A review that originally appeared in The Third Alternative #24:-
Vintage pb, 312pp, £6.99
It’s 2026 in Vienna and newspaper columnist Sharkey goes on a drunken spree with Leo, a man he meets by accident, or so it seems. Later, when Leo is killed, his pregnant wife Petra contacts Sharkey and asks him to look into the matter. Investigative journalism isn’t his forte, but as he fancies Petra something rotten Sharkey agrees to see what he can uncover. Almost the first thing he learns is that Leo was a skilled hacker, with fibre optic fingers in several high risk pies, and one of the last things he did was probe the workings of a powerful bio-tech company in an attempt to learn the circumstances of his own birth. As Sharkey follows in Leo’s footsteps he is drawn into a conspiracy involving right wing extremists who advocate a proactive stance on genetic cleansing.

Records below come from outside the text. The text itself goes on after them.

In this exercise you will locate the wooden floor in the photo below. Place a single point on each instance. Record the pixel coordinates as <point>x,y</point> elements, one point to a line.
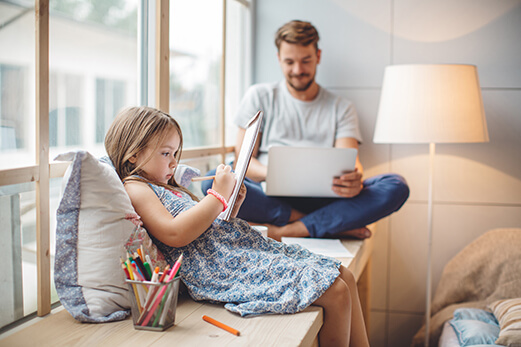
<point>301,329</point>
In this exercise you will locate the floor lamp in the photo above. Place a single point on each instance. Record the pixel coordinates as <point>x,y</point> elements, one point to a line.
<point>431,104</point>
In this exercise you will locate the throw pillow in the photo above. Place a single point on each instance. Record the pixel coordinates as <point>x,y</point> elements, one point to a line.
<point>475,314</point>
<point>94,220</point>
<point>508,313</point>
<point>474,332</point>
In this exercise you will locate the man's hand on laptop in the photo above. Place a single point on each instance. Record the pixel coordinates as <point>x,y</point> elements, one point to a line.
<point>348,185</point>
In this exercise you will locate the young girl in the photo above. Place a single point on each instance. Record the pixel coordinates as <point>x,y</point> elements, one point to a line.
<point>225,261</point>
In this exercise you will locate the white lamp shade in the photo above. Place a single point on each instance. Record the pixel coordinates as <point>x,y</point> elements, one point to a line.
<point>431,104</point>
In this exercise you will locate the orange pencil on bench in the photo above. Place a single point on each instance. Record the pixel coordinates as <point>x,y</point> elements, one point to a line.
<point>203,178</point>
<point>221,325</point>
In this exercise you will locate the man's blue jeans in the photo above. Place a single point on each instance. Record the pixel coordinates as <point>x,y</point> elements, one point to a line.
<point>381,196</point>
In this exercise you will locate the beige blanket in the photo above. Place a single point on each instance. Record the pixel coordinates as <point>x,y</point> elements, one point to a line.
<point>486,270</point>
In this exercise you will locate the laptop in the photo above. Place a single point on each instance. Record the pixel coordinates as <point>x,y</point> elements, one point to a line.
<point>306,171</point>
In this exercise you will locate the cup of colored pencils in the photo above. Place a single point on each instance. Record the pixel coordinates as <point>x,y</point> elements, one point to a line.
<point>153,299</point>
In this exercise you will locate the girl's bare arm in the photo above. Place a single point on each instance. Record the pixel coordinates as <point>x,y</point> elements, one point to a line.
<point>187,225</point>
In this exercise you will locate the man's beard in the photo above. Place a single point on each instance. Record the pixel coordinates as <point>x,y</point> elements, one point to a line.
<point>301,89</point>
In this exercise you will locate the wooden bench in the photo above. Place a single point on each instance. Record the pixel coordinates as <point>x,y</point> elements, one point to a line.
<point>301,329</point>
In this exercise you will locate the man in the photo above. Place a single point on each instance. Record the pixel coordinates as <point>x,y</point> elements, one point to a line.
<point>298,112</point>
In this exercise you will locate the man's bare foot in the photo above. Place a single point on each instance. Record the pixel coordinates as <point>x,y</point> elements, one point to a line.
<point>359,233</point>
<point>295,229</point>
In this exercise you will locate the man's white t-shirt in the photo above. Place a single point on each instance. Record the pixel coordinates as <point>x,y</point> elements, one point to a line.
<point>292,122</point>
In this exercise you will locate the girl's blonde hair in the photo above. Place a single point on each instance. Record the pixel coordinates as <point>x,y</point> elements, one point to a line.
<point>133,130</point>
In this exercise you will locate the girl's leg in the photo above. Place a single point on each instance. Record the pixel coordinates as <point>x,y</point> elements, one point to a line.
<point>336,302</point>
<point>358,331</point>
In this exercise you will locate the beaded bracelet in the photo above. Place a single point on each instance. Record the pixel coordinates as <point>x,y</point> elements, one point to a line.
<point>219,197</point>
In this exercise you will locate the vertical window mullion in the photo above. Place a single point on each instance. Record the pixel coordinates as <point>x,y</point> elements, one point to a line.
<point>223,86</point>
<point>162,55</point>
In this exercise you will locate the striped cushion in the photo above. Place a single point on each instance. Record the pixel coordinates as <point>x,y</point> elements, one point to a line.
<point>508,313</point>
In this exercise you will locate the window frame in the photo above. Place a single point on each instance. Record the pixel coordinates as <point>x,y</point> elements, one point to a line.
<point>43,171</point>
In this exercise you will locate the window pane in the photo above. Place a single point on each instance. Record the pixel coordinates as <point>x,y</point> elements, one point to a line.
<point>93,64</point>
<point>195,69</point>
<point>18,249</point>
<point>16,84</point>
<point>238,62</point>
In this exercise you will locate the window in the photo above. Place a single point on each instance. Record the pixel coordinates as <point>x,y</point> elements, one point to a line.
<point>94,52</point>
<point>110,98</point>
<point>195,69</point>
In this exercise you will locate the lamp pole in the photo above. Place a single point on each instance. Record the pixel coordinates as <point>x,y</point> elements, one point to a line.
<point>432,150</point>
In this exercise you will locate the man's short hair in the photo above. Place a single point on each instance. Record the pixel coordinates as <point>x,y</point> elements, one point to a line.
<point>297,32</point>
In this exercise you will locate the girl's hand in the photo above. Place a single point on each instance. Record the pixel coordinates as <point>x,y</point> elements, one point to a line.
<point>224,181</point>
<point>240,198</point>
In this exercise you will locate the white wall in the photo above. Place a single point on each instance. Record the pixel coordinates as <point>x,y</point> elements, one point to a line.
<point>477,186</point>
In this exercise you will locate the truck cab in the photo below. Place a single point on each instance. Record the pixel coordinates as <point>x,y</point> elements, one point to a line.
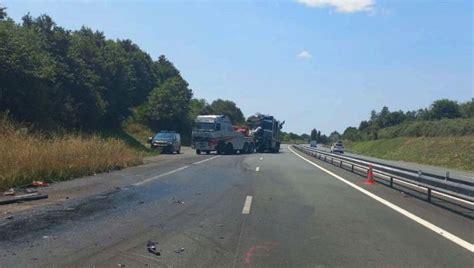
<point>216,133</point>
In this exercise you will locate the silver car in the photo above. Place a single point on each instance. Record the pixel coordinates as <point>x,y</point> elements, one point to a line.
<point>337,147</point>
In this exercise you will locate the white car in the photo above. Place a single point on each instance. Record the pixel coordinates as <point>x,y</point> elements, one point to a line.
<point>337,147</point>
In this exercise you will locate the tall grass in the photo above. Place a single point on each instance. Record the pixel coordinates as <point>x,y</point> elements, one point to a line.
<point>452,152</point>
<point>438,128</point>
<point>27,156</point>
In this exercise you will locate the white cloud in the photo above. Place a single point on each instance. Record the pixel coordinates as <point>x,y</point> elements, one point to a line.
<point>343,6</point>
<point>304,55</point>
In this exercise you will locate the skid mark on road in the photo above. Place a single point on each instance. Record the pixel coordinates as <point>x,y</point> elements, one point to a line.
<point>247,205</point>
<point>453,238</point>
<point>172,171</point>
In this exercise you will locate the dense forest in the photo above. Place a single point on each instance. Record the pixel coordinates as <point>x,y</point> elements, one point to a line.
<point>54,78</point>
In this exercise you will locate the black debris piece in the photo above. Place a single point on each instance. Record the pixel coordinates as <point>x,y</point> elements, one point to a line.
<point>179,250</point>
<point>151,246</point>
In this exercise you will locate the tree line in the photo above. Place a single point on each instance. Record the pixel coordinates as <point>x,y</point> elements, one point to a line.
<point>442,117</point>
<point>56,78</point>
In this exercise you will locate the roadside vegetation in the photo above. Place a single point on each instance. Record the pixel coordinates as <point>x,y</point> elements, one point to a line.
<point>27,156</point>
<point>441,135</point>
<point>451,152</point>
<point>89,103</point>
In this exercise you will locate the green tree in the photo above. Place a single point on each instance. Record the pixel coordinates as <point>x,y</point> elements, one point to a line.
<point>3,13</point>
<point>198,107</point>
<point>351,133</point>
<point>444,108</point>
<point>229,109</point>
<point>314,134</point>
<point>335,136</point>
<point>168,105</point>
<point>467,109</point>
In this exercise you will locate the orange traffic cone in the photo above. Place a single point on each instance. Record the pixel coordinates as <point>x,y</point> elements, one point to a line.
<point>370,176</point>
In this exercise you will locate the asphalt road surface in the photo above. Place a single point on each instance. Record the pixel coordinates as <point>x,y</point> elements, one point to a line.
<point>258,210</point>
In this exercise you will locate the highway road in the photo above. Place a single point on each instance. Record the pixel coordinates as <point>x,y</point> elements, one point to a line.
<point>258,210</point>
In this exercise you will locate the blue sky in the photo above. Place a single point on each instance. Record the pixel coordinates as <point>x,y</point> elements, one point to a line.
<point>314,63</point>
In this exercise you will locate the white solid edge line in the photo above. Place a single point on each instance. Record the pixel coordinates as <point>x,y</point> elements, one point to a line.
<point>247,205</point>
<point>172,171</point>
<point>432,227</point>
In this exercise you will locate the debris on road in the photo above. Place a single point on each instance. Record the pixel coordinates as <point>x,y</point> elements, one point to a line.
<point>22,198</point>
<point>178,202</point>
<point>30,190</point>
<point>151,246</point>
<point>39,184</point>
<point>9,192</point>
<point>179,250</point>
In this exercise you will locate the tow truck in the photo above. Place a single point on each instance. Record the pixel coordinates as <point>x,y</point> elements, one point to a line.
<point>216,133</point>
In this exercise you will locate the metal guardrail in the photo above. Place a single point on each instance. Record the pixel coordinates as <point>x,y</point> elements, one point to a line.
<point>448,186</point>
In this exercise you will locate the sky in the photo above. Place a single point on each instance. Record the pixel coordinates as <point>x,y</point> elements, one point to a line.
<point>321,64</point>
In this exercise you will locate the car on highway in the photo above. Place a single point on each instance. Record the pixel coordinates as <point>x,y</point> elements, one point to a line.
<point>166,141</point>
<point>337,147</point>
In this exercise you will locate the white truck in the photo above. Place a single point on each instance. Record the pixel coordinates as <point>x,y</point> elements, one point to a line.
<point>216,133</point>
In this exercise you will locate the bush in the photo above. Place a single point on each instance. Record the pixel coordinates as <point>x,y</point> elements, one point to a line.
<point>439,128</point>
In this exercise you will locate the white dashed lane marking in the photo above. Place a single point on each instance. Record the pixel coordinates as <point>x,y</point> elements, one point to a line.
<point>247,205</point>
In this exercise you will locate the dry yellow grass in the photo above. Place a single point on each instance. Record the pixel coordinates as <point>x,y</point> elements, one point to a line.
<point>26,157</point>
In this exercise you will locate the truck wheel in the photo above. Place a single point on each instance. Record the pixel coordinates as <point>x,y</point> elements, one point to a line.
<point>246,150</point>
<point>277,147</point>
<point>220,148</point>
<point>229,148</point>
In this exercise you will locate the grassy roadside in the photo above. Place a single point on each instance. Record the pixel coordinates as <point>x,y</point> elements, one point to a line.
<point>28,156</point>
<point>450,152</point>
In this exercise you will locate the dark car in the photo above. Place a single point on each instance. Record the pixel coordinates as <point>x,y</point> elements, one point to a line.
<point>168,142</point>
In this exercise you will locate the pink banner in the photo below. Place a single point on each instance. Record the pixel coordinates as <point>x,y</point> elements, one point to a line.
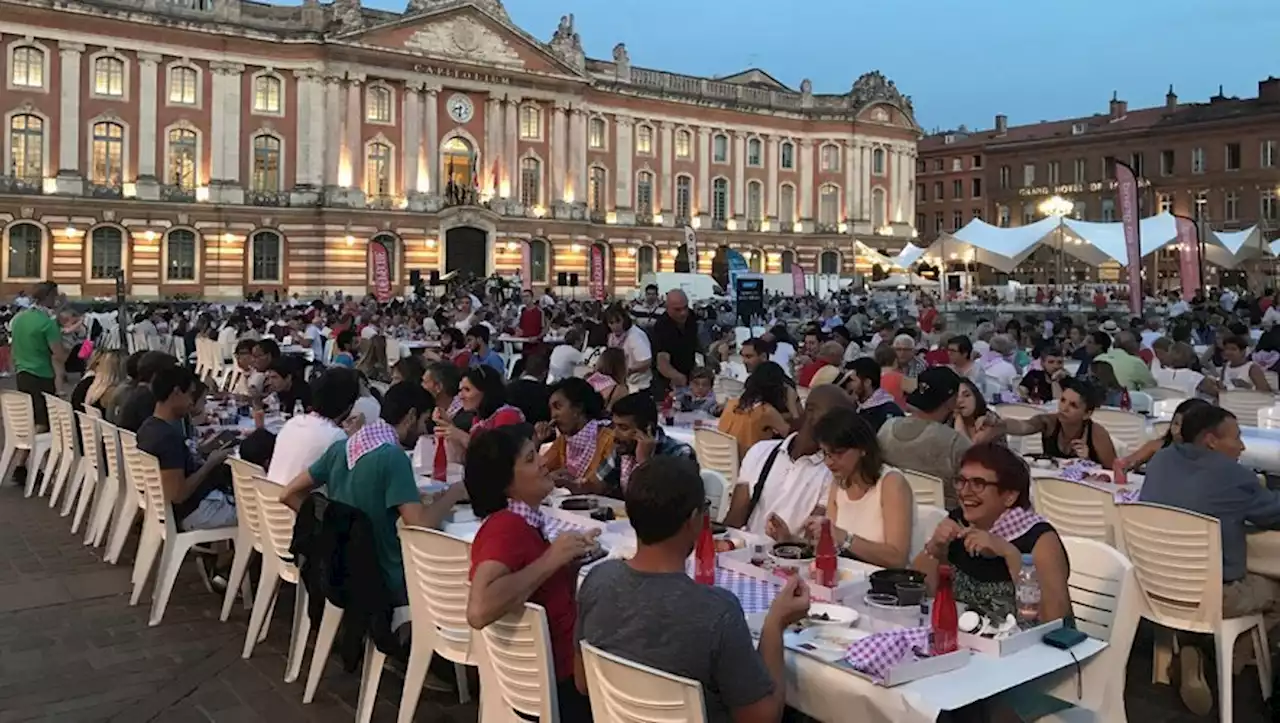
<point>1188,257</point>
<point>597,273</point>
<point>382,271</point>
<point>1127,196</point>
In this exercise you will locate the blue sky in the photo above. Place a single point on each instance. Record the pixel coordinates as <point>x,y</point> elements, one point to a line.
<point>960,62</point>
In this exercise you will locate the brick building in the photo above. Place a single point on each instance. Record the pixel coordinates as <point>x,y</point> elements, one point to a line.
<point>218,147</point>
<point>1215,161</point>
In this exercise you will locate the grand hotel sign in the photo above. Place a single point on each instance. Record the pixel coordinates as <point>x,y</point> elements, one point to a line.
<point>1074,188</point>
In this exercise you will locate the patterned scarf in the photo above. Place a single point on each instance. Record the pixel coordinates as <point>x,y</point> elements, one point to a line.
<point>370,436</point>
<point>579,448</point>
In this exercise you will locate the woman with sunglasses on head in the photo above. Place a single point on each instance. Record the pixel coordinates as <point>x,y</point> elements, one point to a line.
<point>986,536</point>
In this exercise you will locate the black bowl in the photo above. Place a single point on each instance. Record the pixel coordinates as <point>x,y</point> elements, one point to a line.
<point>885,581</point>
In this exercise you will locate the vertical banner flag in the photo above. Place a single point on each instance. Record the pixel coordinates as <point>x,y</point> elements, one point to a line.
<point>597,273</point>
<point>382,271</point>
<point>798,279</point>
<point>1127,195</point>
<point>1188,256</point>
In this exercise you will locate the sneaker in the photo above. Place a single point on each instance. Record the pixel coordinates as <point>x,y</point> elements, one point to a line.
<point>1193,687</point>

This is Orson Welles’s The Third Man revamped for the new century, not least because of the Viennese setting so compellingly realised and put to use in the book’s pages. There’s a noirish feel to Mathews’s work. His prose is scalpel sharp and peppered with phrases of a Chandleresque mordancy so that you read on eager to see what he’ll come out with next. The characters are well done, convincingly amoral and complex. The science sounds chillingly plausible and the incidental invention works well. The plot holds the attention from first word to last and, if it’s a bit predictable in places, it manages to deliver a few genuine surprises, particularly at the end. A first rate techno-thriller from a writer who shows real promise.